Fitur

5 Submission Terbaik Dari Para Bintang Di ONE: INSIDE THE MATRIX

Pada hari Jumat, 30 Oktober, ONE Championship akan menyajikan kartu pertandingan terbaik dalam tahun ini ke hadapan para penggemar di seluruh dunia dengan ajang ONE: INSIDE THE MATRIX.

Ajang ini menjadi saksi dari kartu pertandingan yang dipenuhi oleh spesialis submission yang dapat mengakhiri laga kapan pun juga.

Baik saat mereka meraih lengan, kaki, atau menanamkan sebuah kuncian leher, para atlet ini memiliki keahilan tinggi dan sangat kreatif di atas matras. Inilah alasan mengapa anda dapat berharap untuk melihat beberapa penyelesaian menarik dalam empat laga Kejuaraan Dunia dalam ajang ini.

Berikut adalah beberapa kilasan terkait aksi luar biasa yang akan hadir, dengan menampilkan lima submission terbaik dari para bintang yang akan berlaga di ONE: INSIDE THE MATRIX.

Iuri Lapicus Pastikan Status Penantang Teratas

Iuri Lapicus ???????? submits Marat Gafurov ????????

Undefeated phenom Iuri Lapicus ???????? submits rear naked choke master Marat Gafurov ???????? via RNC just 67 seconds into the first round! ⏱????: How to watch ???? http://bit.ly/ONEWCWatch????: Watch on the ONE Super App ???? bit.ly/ONESuperApp????: Shop official merchandise ???? bit.ly/ONECShop

Posted by ONE Championship on Friday, February 7, 2020

Pada bulan Februari, Iuri Lapicus mengamankan laga perebutan gelar Juara Dunia ONE Lightweight melawan sang penguasa Christian Lee dengan penampilan singkat selama 67 detik yang luar biasa saat menghadapi mantan Juara Dunia ONE Featherweight Marat “Cobra” Gafurov.

Atlet asal Moldova yang berbasis di Italia ini mengancam dengan seranga atas, yang memaksa Gafurov mengincar sebuah takedown untuk memperlambat jalannya aksi. Namun, Lapicus cepat bereaksi dengan membalas melalui sebuah lemparan sebelum dengan mulus meraih punggung lawan dalam sebuah scramble cepat.

Sebelum laga ini, Gafurov telah meraih enam kemenangan beruntun melalui kuncian rear-naked choke, namun malam itu, adalah Lapicus yang sangat cepat menarik pelatuk dan menempatkan lengannya.

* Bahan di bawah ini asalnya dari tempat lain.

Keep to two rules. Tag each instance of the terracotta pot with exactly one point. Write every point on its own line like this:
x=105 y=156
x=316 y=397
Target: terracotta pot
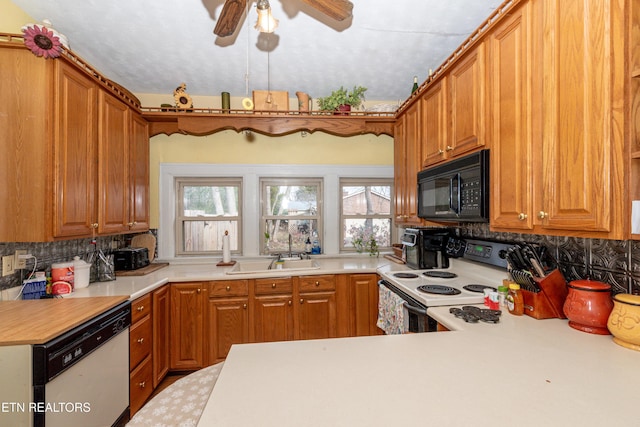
x=588 y=306
x=343 y=110
x=624 y=321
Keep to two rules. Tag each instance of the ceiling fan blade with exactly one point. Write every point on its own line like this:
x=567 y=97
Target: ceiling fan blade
x=336 y=9
x=230 y=17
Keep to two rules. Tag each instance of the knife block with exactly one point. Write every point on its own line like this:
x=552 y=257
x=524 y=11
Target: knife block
x=548 y=302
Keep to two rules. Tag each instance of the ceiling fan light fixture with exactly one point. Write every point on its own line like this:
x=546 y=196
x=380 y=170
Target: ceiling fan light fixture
x=266 y=23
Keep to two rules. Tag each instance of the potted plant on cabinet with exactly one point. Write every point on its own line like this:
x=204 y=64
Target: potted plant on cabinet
x=341 y=101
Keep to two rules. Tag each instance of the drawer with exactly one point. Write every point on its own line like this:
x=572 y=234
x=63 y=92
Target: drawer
x=276 y=285
x=229 y=288
x=140 y=385
x=325 y=282
x=140 y=308
x=140 y=336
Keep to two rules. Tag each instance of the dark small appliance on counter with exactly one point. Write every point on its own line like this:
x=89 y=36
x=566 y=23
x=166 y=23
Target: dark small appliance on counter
x=131 y=258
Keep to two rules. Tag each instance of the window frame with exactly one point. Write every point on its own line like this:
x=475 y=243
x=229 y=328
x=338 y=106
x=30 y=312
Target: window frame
x=356 y=182
x=179 y=184
x=265 y=181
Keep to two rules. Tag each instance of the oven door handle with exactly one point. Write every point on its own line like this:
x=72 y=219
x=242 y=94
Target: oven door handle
x=413 y=309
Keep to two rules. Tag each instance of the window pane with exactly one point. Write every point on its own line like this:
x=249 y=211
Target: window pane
x=210 y=200
x=279 y=231
x=366 y=200
x=203 y=236
x=358 y=231
x=291 y=200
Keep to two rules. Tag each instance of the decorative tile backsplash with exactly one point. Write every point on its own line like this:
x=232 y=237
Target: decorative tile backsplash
x=616 y=262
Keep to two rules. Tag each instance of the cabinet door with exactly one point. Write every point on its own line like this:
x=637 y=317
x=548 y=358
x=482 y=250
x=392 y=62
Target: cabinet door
x=187 y=325
x=582 y=145
x=273 y=318
x=434 y=113
x=113 y=165
x=228 y=324
x=317 y=315
x=139 y=174
x=161 y=307
x=363 y=289
x=510 y=113
x=467 y=103
x=74 y=153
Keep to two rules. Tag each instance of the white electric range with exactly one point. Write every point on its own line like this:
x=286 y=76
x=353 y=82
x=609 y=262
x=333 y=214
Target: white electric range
x=482 y=265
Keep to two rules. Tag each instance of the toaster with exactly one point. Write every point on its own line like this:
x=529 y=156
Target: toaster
x=130 y=258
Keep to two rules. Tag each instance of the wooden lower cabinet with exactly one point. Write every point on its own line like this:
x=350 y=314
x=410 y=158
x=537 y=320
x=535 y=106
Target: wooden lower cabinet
x=363 y=305
x=228 y=317
x=187 y=340
x=161 y=312
x=140 y=354
x=317 y=309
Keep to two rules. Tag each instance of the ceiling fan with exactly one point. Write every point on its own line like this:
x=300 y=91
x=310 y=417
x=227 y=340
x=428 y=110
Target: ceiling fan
x=233 y=9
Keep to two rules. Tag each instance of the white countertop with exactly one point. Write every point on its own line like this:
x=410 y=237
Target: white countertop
x=520 y=372
x=137 y=286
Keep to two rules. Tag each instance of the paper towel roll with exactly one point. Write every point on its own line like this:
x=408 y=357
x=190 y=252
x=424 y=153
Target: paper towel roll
x=226 y=248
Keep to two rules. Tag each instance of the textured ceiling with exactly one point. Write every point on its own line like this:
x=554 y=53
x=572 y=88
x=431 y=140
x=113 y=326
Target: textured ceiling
x=151 y=46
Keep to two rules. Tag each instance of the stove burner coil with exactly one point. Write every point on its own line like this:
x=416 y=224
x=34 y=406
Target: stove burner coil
x=477 y=288
x=472 y=314
x=403 y=275
x=438 y=289
x=440 y=274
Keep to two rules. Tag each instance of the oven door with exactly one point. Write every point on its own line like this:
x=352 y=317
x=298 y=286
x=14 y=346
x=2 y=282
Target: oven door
x=418 y=320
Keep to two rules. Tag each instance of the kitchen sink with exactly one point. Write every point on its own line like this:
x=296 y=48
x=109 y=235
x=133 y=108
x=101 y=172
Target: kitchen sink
x=270 y=266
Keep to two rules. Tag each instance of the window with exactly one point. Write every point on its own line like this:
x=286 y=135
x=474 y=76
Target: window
x=206 y=209
x=291 y=211
x=365 y=213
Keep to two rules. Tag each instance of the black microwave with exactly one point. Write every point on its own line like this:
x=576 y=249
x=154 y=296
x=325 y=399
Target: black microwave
x=457 y=190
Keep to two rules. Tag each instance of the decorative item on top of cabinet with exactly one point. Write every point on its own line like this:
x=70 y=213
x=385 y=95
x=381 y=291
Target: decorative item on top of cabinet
x=187 y=325
x=141 y=382
x=228 y=316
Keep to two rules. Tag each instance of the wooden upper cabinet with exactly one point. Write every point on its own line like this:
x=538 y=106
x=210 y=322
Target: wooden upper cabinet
x=113 y=165
x=582 y=173
x=74 y=153
x=467 y=103
x=139 y=174
x=434 y=113
x=510 y=107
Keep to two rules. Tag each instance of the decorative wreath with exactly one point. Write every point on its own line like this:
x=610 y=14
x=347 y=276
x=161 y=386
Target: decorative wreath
x=182 y=98
x=42 y=41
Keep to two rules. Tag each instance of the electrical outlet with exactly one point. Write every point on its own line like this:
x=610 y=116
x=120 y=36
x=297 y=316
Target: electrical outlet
x=7 y=265
x=18 y=263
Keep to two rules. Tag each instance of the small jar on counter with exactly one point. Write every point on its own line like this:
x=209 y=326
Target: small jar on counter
x=515 y=302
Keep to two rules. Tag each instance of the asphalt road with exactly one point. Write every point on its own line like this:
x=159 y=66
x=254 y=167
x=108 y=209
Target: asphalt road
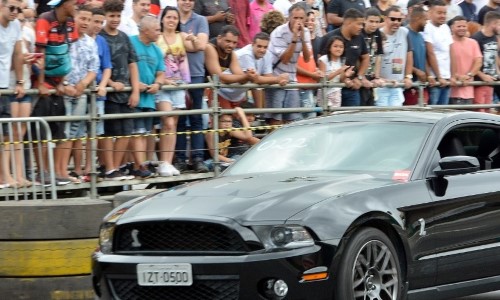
x=487 y=296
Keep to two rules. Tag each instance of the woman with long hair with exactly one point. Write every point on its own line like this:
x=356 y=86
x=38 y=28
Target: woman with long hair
x=171 y=43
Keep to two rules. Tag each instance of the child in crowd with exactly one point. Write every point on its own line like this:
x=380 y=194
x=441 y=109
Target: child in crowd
x=125 y=72
x=102 y=77
x=335 y=71
x=85 y=61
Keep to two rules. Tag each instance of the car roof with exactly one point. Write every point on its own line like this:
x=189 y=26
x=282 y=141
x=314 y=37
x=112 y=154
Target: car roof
x=419 y=115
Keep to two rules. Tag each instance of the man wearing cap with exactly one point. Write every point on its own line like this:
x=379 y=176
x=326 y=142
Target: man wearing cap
x=55 y=29
x=417 y=21
x=10 y=54
x=467 y=60
x=437 y=36
x=337 y=9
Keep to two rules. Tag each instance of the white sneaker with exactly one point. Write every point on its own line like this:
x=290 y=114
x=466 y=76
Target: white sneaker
x=173 y=170
x=164 y=169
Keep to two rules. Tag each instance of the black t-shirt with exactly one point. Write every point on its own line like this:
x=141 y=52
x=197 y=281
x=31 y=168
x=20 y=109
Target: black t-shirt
x=353 y=49
x=469 y=11
x=482 y=12
x=489 y=49
x=122 y=54
x=375 y=48
x=339 y=7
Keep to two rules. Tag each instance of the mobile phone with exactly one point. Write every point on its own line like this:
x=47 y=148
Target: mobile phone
x=37 y=55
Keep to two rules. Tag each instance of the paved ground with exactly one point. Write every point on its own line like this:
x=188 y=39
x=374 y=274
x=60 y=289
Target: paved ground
x=487 y=296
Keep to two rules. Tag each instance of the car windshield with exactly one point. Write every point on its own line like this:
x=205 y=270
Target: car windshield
x=349 y=146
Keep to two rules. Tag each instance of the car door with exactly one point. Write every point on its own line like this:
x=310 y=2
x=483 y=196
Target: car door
x=466 y=221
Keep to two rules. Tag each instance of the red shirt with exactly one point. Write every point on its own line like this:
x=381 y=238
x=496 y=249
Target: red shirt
x=50 y=32
x=241 y=11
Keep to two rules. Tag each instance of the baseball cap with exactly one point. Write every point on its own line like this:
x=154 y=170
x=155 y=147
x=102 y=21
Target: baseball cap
x=417 y=2
x=55 y=3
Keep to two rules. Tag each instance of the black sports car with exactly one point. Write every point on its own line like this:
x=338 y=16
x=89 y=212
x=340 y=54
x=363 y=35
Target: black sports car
x=356 y=205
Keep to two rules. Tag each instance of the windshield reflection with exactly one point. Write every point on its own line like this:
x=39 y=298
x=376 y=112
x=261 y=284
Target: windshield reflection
x=353 y=147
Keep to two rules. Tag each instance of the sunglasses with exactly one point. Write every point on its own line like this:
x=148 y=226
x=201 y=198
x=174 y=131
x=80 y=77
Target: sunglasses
x=393 y=19
x=13 y=8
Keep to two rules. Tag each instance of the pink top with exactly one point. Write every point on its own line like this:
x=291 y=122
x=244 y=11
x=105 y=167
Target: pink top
x=256 y=13
x=464 y=52
x=241 y=11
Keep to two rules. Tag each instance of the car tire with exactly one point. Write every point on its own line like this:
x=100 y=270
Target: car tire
x=369 y=268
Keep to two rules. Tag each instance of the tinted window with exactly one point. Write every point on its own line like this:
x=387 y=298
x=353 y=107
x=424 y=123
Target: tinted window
x=336 y=147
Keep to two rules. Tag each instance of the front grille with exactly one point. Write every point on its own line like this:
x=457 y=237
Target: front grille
x=170 y=236
x=128 y=289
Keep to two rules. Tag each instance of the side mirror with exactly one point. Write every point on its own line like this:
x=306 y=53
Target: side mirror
x=455 y=165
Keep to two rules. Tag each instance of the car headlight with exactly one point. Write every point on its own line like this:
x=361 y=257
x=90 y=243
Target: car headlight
x=106 y=237
x=107 y=228
x=283 y=236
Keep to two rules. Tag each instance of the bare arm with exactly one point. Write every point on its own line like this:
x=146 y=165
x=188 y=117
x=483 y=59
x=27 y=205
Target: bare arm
x=195 y=43
x=134 y=81
x=334 y=19
x=214 y=68
x=431 y=58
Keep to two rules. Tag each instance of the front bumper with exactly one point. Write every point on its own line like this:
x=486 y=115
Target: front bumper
x=218 y=277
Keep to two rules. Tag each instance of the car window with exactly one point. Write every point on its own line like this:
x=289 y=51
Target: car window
x=477 y=141
x=353 y=146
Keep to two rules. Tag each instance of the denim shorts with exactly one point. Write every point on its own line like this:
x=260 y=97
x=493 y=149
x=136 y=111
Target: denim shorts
x=99 y=129
x=24 y=99
x=143 y=125
x=118 y=127
x=177 y=98
x=75 y=107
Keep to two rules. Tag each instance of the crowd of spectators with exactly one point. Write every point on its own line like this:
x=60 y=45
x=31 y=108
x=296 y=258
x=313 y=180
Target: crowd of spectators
x=377 y=49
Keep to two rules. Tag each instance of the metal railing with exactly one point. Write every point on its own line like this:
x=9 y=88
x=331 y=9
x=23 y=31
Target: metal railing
x=215 y=111
x=18 y=155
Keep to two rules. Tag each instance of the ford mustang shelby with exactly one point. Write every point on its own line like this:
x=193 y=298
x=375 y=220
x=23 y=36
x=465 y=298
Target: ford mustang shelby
x=382 y=205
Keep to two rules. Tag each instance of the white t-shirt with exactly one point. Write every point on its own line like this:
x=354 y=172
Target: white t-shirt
x=331 y=66
x=9 y=36
x=129 y=26
x=441 y=40
x=395 y=55
x=28 y=36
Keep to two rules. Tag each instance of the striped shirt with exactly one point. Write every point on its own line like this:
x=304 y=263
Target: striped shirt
x=281 y=38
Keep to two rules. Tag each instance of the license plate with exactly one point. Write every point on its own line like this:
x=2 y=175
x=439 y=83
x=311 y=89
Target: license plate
x=165 y=274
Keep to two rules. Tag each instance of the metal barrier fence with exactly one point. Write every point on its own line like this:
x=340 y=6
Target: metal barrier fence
x=21 y=139
x=35 y=144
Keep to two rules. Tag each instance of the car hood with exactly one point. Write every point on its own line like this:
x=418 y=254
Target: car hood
x=250 y=198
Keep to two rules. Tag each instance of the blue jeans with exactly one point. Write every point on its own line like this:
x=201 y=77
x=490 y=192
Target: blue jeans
x=439 y=95
x=350 y=97
x=307 y=100
x=197 y=140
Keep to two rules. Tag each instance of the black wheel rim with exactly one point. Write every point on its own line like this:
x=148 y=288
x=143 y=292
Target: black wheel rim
x=375 y=273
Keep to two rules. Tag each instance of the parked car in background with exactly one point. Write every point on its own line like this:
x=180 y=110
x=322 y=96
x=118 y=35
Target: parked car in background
x=394 y=204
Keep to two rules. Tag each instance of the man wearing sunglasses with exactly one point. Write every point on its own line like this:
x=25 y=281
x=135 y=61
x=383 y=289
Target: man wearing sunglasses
x=397 y=61
x=10 y=53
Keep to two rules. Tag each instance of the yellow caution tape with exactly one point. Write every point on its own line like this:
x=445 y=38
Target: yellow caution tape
x=267 y=127
x=46 y=258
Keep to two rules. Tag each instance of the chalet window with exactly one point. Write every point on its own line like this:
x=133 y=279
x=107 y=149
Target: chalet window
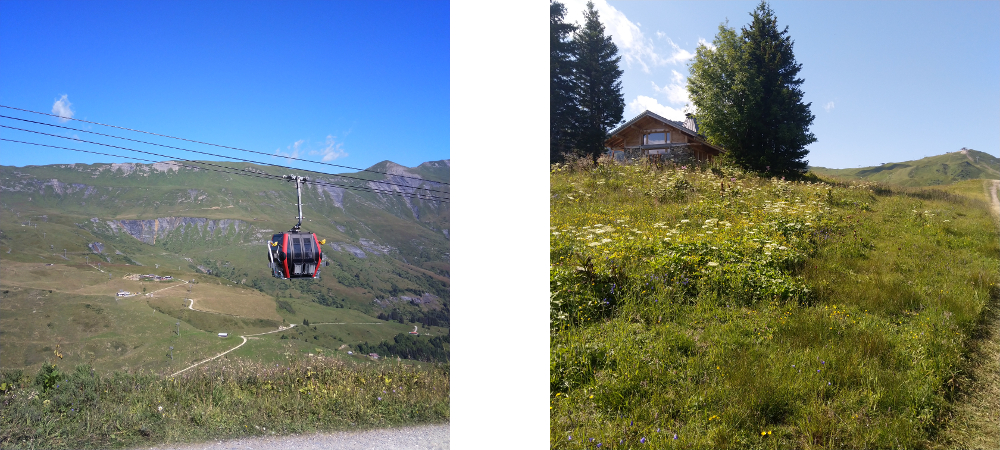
x=655 y=138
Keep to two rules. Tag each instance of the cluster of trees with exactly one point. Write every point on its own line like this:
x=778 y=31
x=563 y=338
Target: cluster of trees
x=585 y=84
x=749 y=98
x=744 y=88
x=410 y=347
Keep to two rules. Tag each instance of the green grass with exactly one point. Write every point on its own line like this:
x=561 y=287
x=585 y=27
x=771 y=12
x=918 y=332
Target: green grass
x=81 y=408
x=739 y=312
x=930 y=171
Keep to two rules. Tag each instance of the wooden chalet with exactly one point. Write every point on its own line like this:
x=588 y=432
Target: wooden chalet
x=650 y=134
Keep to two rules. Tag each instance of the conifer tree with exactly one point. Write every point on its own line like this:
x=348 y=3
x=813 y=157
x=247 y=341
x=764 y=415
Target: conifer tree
x=562 y=90
x=598 y=83
x=748 y=96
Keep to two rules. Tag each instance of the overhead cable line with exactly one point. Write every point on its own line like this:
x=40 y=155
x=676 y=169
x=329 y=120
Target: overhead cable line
x=207 y=143
x=322 y=183
x=239 y=172
x=211 y=154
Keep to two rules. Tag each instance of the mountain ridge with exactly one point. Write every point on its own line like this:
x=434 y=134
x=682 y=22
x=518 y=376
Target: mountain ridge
x=964 y=164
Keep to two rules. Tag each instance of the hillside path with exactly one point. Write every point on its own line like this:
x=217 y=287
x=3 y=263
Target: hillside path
x=227 y=351
x=993 y=197
x=425 y=437
x=977 y=411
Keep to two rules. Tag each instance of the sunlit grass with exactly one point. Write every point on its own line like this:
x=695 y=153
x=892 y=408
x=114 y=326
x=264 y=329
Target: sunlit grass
x=84 y=409
x=732 y=311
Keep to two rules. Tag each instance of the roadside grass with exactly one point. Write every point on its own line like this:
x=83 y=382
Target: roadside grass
x=80 y=408
x=705 y=307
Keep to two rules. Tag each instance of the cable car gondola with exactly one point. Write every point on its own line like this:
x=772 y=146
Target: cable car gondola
x=295 y=253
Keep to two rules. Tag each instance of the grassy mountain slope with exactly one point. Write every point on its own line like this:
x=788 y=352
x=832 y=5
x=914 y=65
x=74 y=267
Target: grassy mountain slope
x=932 y=170
x=710 y=308
x=70 y=235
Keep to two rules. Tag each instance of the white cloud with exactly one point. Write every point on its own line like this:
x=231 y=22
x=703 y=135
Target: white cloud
x=676 y=91
x=679 y=55
x=63 y=108
x=332 y=150
x=632 y=45
x=642 y=103
x=294 y=150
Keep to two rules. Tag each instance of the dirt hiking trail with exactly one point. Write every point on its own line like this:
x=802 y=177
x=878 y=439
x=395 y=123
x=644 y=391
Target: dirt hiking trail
x=975 y=421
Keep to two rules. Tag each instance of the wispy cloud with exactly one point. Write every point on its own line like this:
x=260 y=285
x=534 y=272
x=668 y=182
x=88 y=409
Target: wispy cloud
x=642 y=103
x=332 y=150
x=293 y=151
x=63 y=108
x=676 y=90
x=633 y=46
x=679 y=55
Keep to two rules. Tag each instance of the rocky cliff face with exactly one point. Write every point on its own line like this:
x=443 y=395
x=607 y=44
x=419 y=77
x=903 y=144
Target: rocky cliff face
x=151 y=229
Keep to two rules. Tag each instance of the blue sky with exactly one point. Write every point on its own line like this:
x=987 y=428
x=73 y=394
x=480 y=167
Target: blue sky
x=888 y=81
x=343 y=82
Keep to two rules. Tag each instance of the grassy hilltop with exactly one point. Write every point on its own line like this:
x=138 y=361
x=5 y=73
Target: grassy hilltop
x=705 y=307
x=930 y=171
x=85 y=368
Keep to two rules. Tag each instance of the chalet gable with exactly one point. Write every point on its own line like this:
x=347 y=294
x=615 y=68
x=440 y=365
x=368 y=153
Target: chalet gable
x=652 y=134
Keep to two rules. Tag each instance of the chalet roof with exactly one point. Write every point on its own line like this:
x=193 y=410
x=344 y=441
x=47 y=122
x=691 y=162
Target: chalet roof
x=676 y=124
x=680 y=126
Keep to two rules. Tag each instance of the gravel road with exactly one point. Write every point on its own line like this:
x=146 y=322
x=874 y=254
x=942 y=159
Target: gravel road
x=427 y=437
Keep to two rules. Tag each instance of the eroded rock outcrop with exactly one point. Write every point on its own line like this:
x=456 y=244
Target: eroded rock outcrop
x=150 y=230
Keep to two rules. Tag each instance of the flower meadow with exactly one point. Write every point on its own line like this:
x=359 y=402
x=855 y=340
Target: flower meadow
x=82 y=409
x=707 y=307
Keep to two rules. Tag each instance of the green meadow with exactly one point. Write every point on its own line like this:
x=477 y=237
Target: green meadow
x=706 y=307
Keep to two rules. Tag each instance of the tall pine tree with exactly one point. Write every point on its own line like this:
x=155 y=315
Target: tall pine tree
x=748 y=98
x=562 y=89
x=598 y=82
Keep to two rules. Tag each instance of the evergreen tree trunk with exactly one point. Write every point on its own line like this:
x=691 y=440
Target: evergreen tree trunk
x=598 y=83
x=562 y=90
x=748 y=98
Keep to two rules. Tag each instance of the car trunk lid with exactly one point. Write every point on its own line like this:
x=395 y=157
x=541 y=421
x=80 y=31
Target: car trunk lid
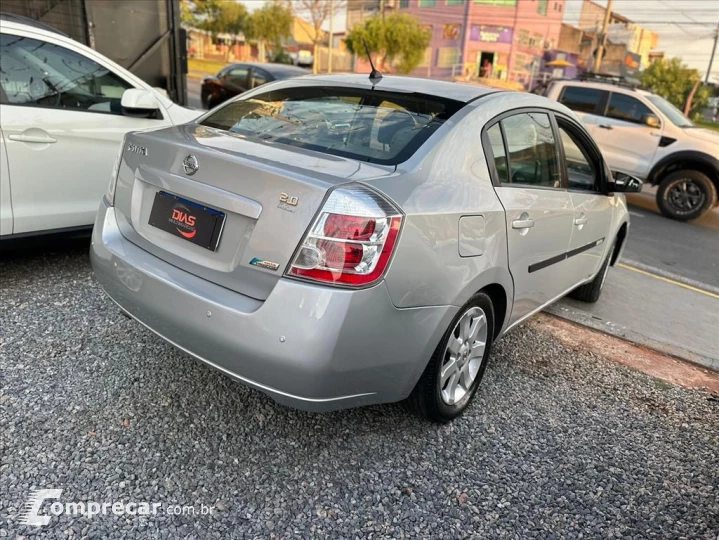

Tanpa keringat sedikit pun di tubuhnya dan satu menit lebih sedikit dalam laga divisi lightweight ini, “Cobra” tak memliki kesempatan melepaskan diri. Lalu, Lapicus menekan sampai lawannya tertidur.

Kemenangan impresif di ONE: WARRIOR’S CODE ini adalah penampilan terbaik Lapicus, dimana ini menjadikan atlet tak terkalahkan ini penantang teratas dalam divisinya dan kesempatan dalam perebutan gelar melawan pria di bawah ini.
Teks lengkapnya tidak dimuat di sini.